Appena quattro mesi fa Massimo Popolizio portava in scena al Teatro Argentina di Roma il primo romanzo di Pier Paolo Pasolini. Un lavoro magistrale, corale. Sono diciannove gli attori a calcare il palcoscenico. Nel suo “Ragazzi di vita”, Fabrizio Gifuni riesce, solo, nella medesima impresa. Ricetto, Caciotta, Begalone e ancora Genesio, Borgo Antico, Piattoletta sono tutti sul palco del Teatro Vascello, con la loro arcaica vitalità, i loro gesti estremi, spesso violenti, puri. Stralci di una vita ancora vergine, non inquinata.
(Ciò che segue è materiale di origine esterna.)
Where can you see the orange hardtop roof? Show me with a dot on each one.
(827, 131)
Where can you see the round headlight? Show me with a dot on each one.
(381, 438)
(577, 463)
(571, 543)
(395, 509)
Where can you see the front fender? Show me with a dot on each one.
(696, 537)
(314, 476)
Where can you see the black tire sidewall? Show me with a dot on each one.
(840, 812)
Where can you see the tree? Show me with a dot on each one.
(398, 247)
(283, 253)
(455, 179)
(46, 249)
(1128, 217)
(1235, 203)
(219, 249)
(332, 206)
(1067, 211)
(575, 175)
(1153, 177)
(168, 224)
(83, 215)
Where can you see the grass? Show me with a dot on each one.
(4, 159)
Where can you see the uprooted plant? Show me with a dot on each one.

Le loro storie vengono sapientemente intervallate da letture tratte dagli Scritti Corsari e dalle Lettere Luterane. Gifuni conosce bene Pasolini, da ‘Na specie de cadavere lunghissimo ha saputo rendersi interprete della sua profetica visione della nostra società, costruita su una dittatura dell’omologazione. La scelta, anche qui, di accompagnare l’interpretazione dei pischelli del sottoproletariato romano del dopoguerra a frammenti del Pasolini più critico e più provvidenziale ne è la riprova. Quella di Gifuni non è solo l’ottima interpretazione di un attore di squisito talento, né gli spetta il solo merito di esser riuscito e rendere visibile la letteratura. Con “Ragazzi di vita” Gifuni fa di più: ci pone davanti ad un mutamento storico di cui tutti, padri e figli, facciamo parte in maniera più o meno consapevole. Facendosi corpo di ciò che furono i giovani di ieri e di ciò che sono diventati i giovani di oggi.